Nobody wants to see me happy dance.
So, uh... the EGR & 02 sensor codes appear gone for good.
But the same driveability issues continue.
Tranny gets warm and starts shifting above 2K instead of below.
Hard shifts that break your neck.
And random idle issues where it drops to ~500 and sometimes dies.
Next suggestion was to replace the Vehicle Speed Sensor, which I did yesterday with a Motorcraft part. No change in problem.

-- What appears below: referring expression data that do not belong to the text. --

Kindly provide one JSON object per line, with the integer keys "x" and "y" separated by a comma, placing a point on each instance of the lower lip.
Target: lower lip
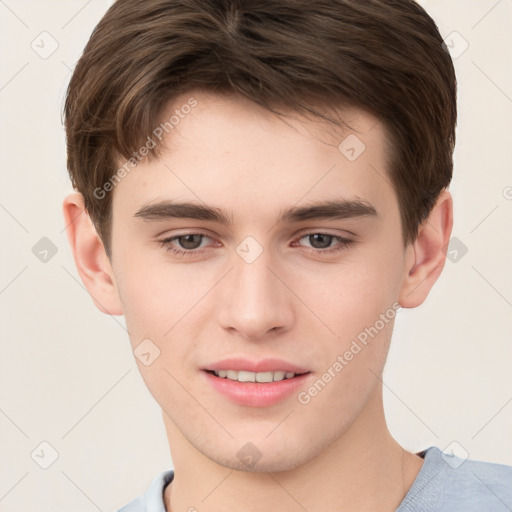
{"x": 256, "y": 394}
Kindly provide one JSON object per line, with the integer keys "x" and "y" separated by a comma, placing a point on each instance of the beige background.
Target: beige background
{"x": 67, "y": 375}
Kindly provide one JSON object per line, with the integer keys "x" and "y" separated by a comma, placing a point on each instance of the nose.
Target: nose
{"x": 255, "y": 302}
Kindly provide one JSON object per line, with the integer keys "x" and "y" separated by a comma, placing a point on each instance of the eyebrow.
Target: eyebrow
{"x": 324, "y": 210}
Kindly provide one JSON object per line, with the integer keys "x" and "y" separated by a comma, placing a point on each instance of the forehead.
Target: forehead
{"x": 233, "y": 154}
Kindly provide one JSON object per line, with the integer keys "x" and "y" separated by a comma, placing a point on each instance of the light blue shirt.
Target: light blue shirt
{"x": 445, "y": 483}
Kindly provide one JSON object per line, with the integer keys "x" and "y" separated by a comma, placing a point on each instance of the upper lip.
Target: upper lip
{"x": 263, "y": 365}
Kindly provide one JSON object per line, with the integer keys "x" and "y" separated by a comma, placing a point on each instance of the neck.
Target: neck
{"x": 364, "y": 469}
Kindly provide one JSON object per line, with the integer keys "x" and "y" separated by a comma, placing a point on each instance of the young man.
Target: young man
{"x": 261, "y": 186}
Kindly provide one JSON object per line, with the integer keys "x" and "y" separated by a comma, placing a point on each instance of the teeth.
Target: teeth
{"x": 243, "y": 376}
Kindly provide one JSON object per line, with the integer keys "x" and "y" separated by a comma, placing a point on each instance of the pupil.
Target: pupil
{"x": 188, "y": 244}
{"x": 325, "y": 240}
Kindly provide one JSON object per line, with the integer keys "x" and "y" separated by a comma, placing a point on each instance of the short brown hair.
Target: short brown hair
{"x": 385, "y": 56}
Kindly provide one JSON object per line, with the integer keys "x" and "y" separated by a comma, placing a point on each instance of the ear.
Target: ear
{"x": 90, "y": 257}
{"x": 426, "y": 256}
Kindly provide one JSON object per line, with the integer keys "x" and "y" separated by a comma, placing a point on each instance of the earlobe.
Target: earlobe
{"x": 90, "y": 257}
{"x": 427, "y": 255}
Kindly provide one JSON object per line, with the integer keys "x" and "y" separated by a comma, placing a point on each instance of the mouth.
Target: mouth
{"x": 265, "y": 388}
{"x": 260, "y": 377}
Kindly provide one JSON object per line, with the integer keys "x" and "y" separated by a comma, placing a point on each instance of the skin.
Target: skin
{"x": 289, "y": 303}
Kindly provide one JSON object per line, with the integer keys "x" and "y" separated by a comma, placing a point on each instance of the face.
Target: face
{"x": 264, "y": 282}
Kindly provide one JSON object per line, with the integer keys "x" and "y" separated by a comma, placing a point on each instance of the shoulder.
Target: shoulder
{"x": 152, "y": 500}
{"x": 447, "y": 482}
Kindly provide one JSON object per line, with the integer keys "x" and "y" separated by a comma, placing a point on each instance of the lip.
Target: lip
{"x": 264, "y": 365}
{"x": 256, "y": 394}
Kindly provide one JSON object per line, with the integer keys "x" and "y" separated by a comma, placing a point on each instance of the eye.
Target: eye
{"x": 321, "y": 242}
{"x": 189, "y": 243}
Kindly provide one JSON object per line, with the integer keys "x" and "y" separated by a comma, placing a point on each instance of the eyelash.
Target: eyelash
{"x": 344, "y": 243}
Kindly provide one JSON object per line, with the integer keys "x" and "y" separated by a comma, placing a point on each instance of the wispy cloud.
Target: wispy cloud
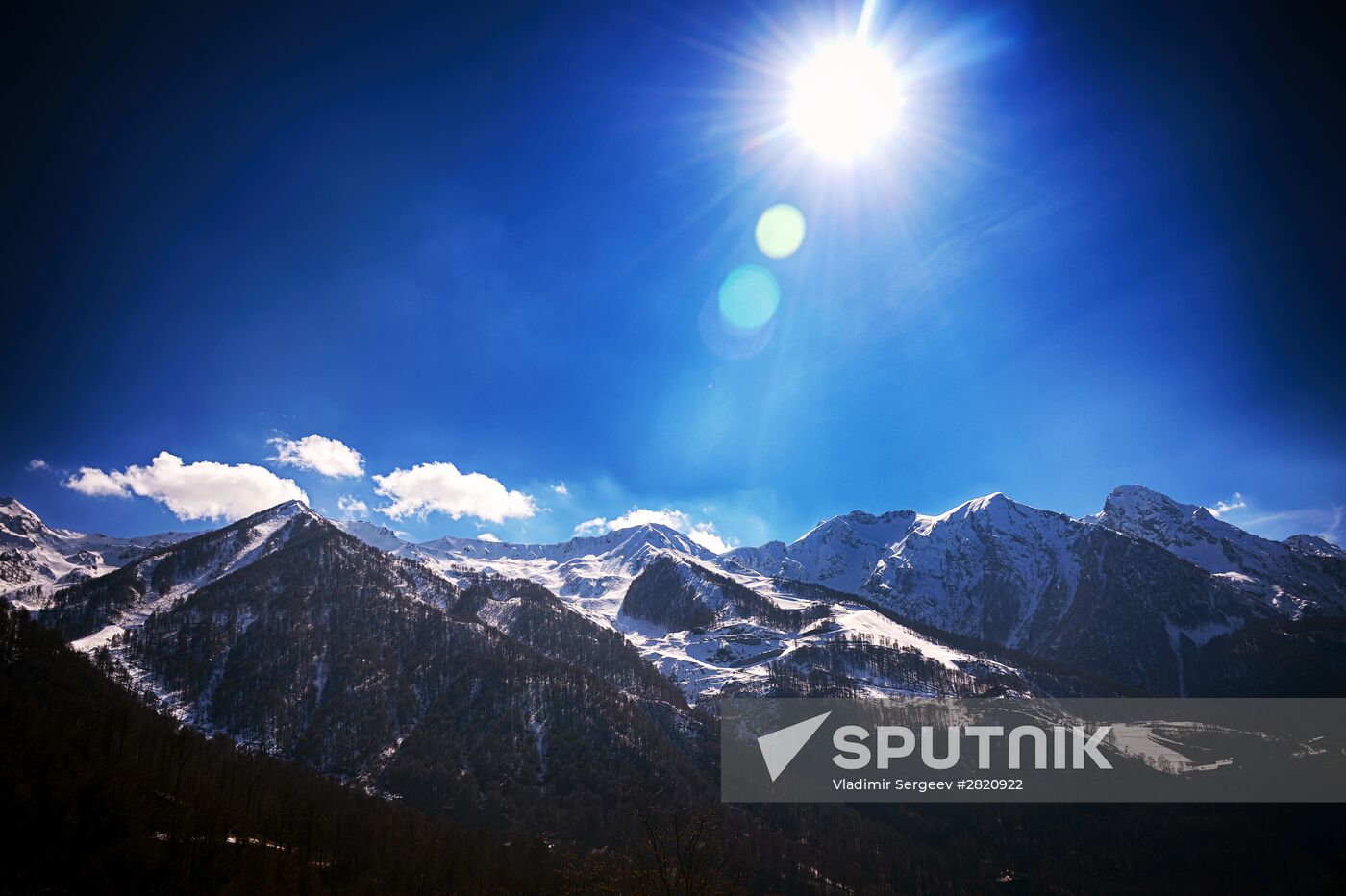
{"x": 352, "y": 508}
{"x": 702, "y": 533}
{"x": 319, "y": 454}
{"x": 1235, "y": 502}
{"x": 202, "y": 490}
{"x": 1325, "y": 521}
{"x": 439, "y": 487}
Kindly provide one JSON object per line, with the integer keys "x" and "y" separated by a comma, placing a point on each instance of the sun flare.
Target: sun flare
{"x": 845, "y": 101}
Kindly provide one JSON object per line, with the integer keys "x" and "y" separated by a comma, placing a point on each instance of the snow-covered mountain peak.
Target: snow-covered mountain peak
{"x": 372, "y": 535}
{"x": 11, "y": 506}
{"x": 1315, "y": 545}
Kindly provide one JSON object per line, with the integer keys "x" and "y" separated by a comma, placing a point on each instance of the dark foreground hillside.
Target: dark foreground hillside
{"x": 101, "y": 794}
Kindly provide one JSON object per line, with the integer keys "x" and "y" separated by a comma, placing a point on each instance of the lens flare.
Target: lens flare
{"x": 749, "y": 297}
{"x": 780, "y": 230}
{"x": 845, "y": 100}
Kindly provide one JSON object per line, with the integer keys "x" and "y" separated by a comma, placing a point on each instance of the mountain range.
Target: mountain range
{"x": 556, "y": 691}
{"x": 1141, "y": 593}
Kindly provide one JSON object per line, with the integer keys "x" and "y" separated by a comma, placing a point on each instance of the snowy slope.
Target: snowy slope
{"x": 1288, "y": 576}
{"x": 37, "y": 560}
{"x": 594, "y": 576}
{"x": 838, "y": 553}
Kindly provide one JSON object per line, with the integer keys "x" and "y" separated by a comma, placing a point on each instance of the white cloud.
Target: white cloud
{"x": 440, "y": 487}
{"x": 320, "y": 455}
{"x": 202, "y": 490}
{"x": 96, "y": 484}
{"x": 702, "y": 533}
{"x": 1325, "y": 522}
{"x": 1235, "y": 502}
{"x": 706, "y": 535}
{"x": 352, "y": 508}
{"x": 595, "y": 526}
{"x": 635, "y": 517}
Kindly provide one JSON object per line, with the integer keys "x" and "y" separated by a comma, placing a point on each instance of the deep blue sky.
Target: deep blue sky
{"x": 1109, "y": 250}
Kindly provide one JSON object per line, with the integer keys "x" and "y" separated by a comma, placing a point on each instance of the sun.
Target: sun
{"x": 845, "y": 101}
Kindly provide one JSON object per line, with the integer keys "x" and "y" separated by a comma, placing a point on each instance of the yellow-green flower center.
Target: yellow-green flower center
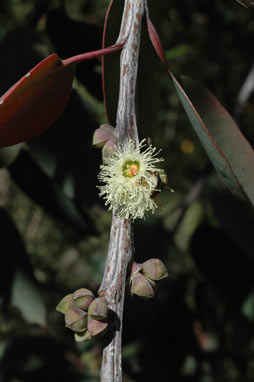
{"x": 130, "y": 168}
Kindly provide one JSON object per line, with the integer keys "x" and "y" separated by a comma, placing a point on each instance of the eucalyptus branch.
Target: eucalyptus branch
{"x": 121, "y": 247}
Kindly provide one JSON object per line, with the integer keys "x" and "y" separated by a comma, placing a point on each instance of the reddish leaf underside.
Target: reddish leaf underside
{"x": 227, "y": 148}
{"x": 35, "y": 101}
{"x": 32, "y": 104}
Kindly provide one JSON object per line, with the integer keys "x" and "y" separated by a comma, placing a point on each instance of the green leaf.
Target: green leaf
{"x": 227, "y": 148}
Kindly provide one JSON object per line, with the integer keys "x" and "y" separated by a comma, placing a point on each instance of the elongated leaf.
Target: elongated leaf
{"x": 227, "y": 148}
{"x": 37, "y": 99}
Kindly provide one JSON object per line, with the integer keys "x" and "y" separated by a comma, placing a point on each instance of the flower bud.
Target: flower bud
{"x": 64, "y": 303}
{"x": 82, "y": 298}
{"x": 98, "y": 309}
{"x": 141, "y": 286}
{"x": 154, "y": 269}
{"x": 82, "y": 336}
{"x": 103, "y": 134}
{"x": 75, "y": 318}
{"x": 97, "y": 328}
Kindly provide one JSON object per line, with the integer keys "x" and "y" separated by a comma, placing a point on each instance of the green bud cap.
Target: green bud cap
{"x": 82, "y": 298}
{"x": 83, "y": 336}
{"x": 141, "y": 286}
{"x": 64, "y": 303}
{"x": 98, "y": 309}
{"x": 154, "y": 269}
{"x": 97, "y": 328}
{"x": 75, "y": 318}
{"x": 103, "y": 134}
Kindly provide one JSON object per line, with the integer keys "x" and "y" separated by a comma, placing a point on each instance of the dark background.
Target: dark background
{"x": 54, "y": 230}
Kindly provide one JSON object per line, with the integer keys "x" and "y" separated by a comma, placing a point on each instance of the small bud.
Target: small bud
{"x": 75, "y": 319}
{"x": 97, "y": 328}
{"x": 103, "y": 134}
{"x": 162, "y": 176}
{"x": 109, "y": 148}
{"x": 141, "y": 286}
{"x": 82, "y": 336}
{"x": 98, "y": 309}
{"x": 64, "y": 303}
{"x": 135, "y": 268}
{"x": 154, "y": 269}
{"x": 82, "y": 298}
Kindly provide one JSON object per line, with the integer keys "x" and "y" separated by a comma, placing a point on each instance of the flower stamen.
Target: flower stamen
{"x": 130, "y": 178}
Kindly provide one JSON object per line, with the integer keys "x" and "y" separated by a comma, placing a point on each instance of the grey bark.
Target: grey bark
{"x": 120, "y": 251}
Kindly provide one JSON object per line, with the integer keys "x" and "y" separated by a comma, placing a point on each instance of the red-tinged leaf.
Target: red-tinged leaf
{"x": 32, "y": 104}
{"x": 227, "y": 148}
{"x": 35, "y": 101}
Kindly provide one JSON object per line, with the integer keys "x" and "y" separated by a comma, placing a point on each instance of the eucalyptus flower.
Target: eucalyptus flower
{"x": 130, "y": 179}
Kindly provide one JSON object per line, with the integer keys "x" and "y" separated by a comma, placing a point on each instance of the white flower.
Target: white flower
{"x": 130, "y": 178}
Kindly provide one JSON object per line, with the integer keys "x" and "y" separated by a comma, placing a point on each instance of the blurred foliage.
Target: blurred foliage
{"x": 54, "y": 228}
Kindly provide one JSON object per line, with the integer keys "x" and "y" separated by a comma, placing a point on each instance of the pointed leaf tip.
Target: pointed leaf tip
{"x": 32, "y": 104}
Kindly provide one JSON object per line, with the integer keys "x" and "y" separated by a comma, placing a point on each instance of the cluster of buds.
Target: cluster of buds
{"x": 143, "y": 277}
{"x": 86, "y": 315}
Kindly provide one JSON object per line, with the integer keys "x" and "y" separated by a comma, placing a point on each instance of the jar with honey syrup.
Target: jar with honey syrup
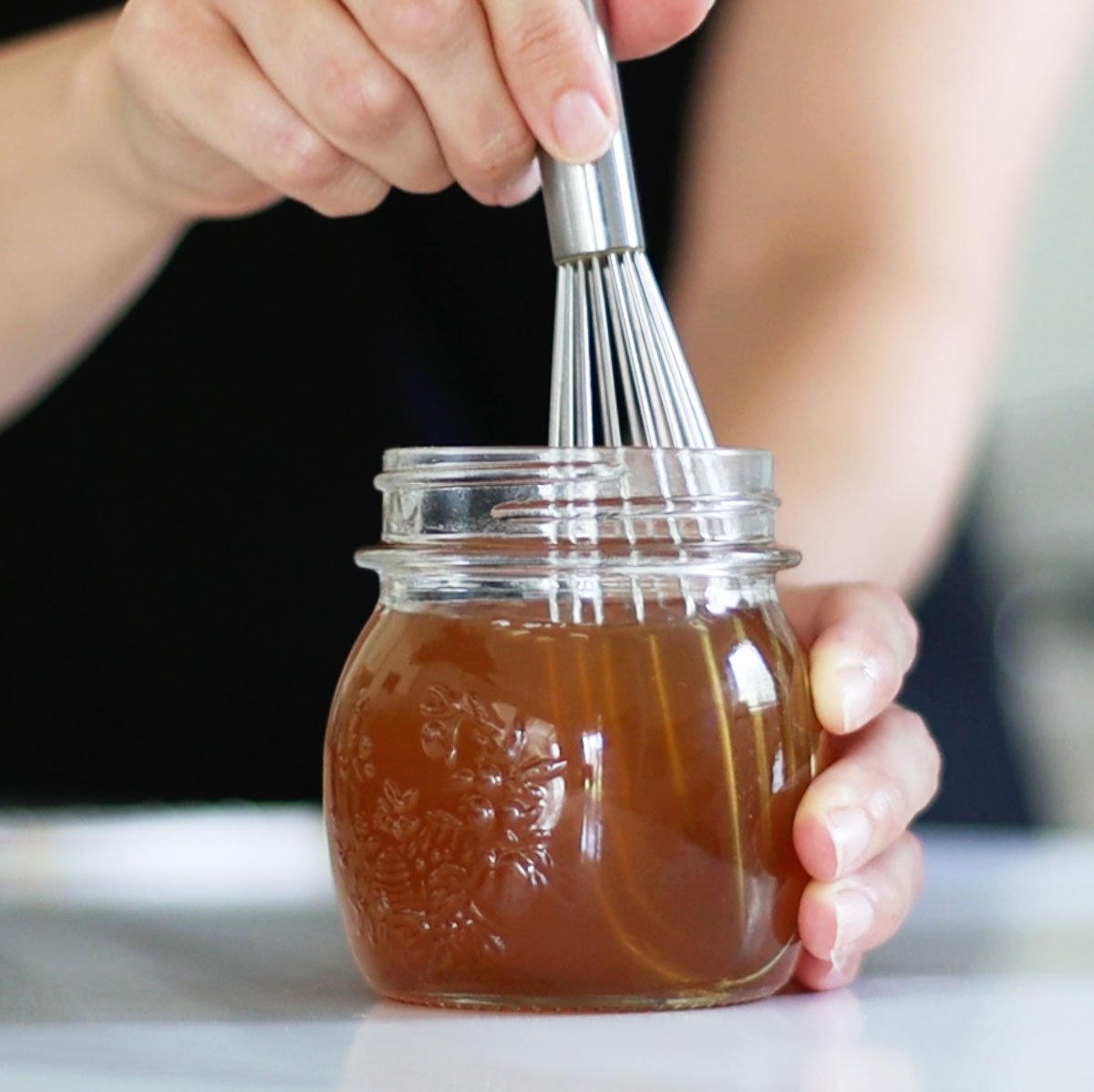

Next suggestion after that is to get your PSOM (programmable speed something something) replaced. The VSS sends its signal to the PSOM which is the electric board behind the speedo. Then the PSOM sends that signal to the PCM.
Lost my train of thought.
Next door neighboors who lost their son & daughter in the last five years and now take care of their grandkids, just brought over the one who turned four y/o today. I guess they went bowling for his bday.
He got puppy kisses from my dog Ghost and that made his day.
Well made him happy anyhow.
So while this section of dash is pulled out, I'll be replacing instrument cluster bulbs with LED's and doing some cleanup.
What's a good way to deep clean the a/c/heater ducting?
Not the vents, but the ducting. Some kinda brush with vacuum attachment?
Turn on the a/c full blast and use a drill attachment brush?